We chose one of the national highways for the 121km drive to Ghent. The national highways, while not as fast as the autobahns (European equivalent of American freeways), are a pretty efficient way to get from one point to another. They are also pretty boring; there is little picturesque to see on a track of land set aside for main highways. I prefer the roads that – on printed maps – are the next size down from the national highways, Bruce just doesn’t want to be driving in the bushes.
With little drama, we made it to Camping Blaarmeersen, located in a large sports park in Ghent.
We are both still suffering from our individual maladies: Bruce’s cold and my hyperextended knee so we got ourselves settled and rested the afternoon away. After a tasty dinner of baked turkey breast, baby courgettes (zucchini), new baby potatoes and a mixed green salad, we hopped on our bikes, for the first time in a couple of months (we were scared to death of bike riding on the little lanes of Britain). We rode along a lovely water sports canal that would take us into Ghent 3-5 km away. We were trying to decide whether or not to take the bus into town but the ride helped us decide to take the bikes.
Just before leaving on our bike ride, we learned we had no electrical power to our rig and neither did our neighbors. Previous to our arrival someone had driven into and knocked over a pole that looked like it had two air raid sirens on it that decidedly needed electricity. We were assured that an electrician was on his way out to fix it. When we returned from our bike ride we were told the electrician was unable to repair the power but they would surely have it up and running in the morning. We elected to stay in our pitch for the evening, we like our location. We needed to defrost our refrigerator anyway.
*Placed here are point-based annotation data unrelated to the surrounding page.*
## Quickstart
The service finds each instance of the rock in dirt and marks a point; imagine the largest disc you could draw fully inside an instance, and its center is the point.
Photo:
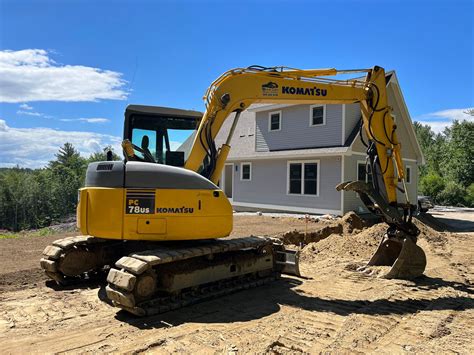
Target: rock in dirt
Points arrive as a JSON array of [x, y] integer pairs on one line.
[[349, 223]]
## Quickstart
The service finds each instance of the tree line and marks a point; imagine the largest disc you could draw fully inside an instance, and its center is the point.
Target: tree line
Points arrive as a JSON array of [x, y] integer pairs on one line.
[[448, 175], [40, 197]]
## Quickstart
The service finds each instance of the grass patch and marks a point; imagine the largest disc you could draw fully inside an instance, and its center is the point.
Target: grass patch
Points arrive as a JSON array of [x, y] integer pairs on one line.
[[9, 236], [43, 232]]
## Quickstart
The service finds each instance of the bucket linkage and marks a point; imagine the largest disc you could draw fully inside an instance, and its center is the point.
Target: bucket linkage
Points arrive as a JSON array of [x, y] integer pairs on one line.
[[398, 248]]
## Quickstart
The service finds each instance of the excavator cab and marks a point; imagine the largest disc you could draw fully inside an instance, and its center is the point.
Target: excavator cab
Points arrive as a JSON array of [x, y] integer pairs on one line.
[[160, 134]]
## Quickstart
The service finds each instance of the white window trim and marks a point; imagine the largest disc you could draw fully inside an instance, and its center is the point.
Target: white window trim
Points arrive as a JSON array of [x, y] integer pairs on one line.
[[242, 171], [270, 121], [311, 115], [302, 162], [357, 170], [224, 182], [406, 173]]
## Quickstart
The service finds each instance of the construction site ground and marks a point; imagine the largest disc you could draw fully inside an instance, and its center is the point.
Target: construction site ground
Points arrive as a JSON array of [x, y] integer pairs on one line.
[[334, 308]]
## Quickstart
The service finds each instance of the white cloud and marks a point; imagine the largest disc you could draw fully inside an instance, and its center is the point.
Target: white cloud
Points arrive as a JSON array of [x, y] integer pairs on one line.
[[35, 147], [439, 120], [26, 107], [31, 75], [29, 113], [88, 120]]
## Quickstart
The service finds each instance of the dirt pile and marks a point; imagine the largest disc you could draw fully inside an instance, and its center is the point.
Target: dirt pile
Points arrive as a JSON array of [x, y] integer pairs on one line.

The next morning we awoke to a steady rain interspersed with thunder, lightening and heavy downpours. I began campaigning that we move to a new location. With all the rain and lightening I couldn’t imagine an electrician braving such elements to fix a shorted out electrical box.
We grabbed our rain gear and headed for the office where a young lady helped us pick a different pitch that to our delight was even better than the one we were leaving. We moved during a break in the rain and as soon as we settled in, the rain came in earnest and stayed all day. So much for visiting Ghent on Tuesday.
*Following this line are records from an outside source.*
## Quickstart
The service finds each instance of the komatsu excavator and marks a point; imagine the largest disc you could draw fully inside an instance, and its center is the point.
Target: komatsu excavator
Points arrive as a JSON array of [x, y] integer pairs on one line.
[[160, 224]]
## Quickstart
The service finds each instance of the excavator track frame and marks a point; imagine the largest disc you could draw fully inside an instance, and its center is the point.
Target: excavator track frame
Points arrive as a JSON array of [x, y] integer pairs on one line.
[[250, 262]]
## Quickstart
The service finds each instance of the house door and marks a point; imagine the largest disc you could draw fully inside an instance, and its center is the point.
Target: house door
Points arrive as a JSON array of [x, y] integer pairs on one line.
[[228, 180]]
Wednesday the rain was gone and the sun was shining. It was time to go a-touring. We jumped on our bikes and rode to town.
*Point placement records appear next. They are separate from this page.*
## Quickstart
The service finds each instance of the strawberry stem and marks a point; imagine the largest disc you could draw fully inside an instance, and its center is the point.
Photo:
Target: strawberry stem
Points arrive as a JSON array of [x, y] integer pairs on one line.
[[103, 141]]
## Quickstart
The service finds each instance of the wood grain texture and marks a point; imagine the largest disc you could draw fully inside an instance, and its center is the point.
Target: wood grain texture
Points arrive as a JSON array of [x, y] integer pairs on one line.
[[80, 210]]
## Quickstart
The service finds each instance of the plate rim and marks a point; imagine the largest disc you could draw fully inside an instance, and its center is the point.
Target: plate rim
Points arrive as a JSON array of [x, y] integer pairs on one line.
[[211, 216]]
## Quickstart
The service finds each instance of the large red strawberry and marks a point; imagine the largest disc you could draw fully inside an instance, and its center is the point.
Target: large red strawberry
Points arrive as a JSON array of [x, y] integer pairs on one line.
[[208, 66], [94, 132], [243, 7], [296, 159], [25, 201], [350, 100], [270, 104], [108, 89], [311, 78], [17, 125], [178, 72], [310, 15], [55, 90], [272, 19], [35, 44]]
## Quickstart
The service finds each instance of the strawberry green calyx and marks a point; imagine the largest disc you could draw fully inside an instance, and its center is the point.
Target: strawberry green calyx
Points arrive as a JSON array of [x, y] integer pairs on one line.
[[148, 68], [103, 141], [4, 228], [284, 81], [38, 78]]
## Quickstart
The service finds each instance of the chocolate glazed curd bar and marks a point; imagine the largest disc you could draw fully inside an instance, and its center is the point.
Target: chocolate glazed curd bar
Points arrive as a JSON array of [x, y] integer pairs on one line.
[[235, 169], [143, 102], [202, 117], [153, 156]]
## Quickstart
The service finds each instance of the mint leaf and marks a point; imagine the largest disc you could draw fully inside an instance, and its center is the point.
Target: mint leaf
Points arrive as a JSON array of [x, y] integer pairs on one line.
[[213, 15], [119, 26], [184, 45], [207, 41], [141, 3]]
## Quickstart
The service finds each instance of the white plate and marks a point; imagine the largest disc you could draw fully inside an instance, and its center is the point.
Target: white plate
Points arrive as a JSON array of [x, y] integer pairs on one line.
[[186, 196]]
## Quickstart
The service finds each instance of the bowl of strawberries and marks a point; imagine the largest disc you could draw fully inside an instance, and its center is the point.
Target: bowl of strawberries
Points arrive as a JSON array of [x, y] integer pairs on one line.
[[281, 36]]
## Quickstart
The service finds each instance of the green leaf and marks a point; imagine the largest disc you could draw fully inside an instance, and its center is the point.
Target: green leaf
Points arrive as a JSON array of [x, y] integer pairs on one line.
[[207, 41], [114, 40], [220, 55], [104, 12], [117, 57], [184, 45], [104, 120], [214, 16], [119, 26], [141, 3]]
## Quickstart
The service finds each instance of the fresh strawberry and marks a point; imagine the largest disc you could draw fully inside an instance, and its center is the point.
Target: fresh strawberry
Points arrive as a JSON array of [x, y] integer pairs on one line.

We had read that Ghent was a well kept secret. With Bruges so near and so popular on the tourist trail, Ghent was often overlooked.

 

 

Ghent had its beginnings in 630 when a missionary bishop founded St. Bavo’s Abbey at the confluence of two rivers. In the Middle Ages the marshlands were no good for farming but were excellent for sheep raising and Ghent grew very rich with the wool trade, becoming for a while, second in size only to Paris. Holy Roman Emperor Charles V was born in Ghent in 1500. That distinction didn’t stop the citizens of the city from refusing to pay taxes to him. In retaliation he rescinded all rights and privileges and the city fell on hard times. The 1800s saw the city regain some of its power by becoming the first industrialized city in Europe.
Today Ghent is known as a university town with over 70,000 students who keep the town lively.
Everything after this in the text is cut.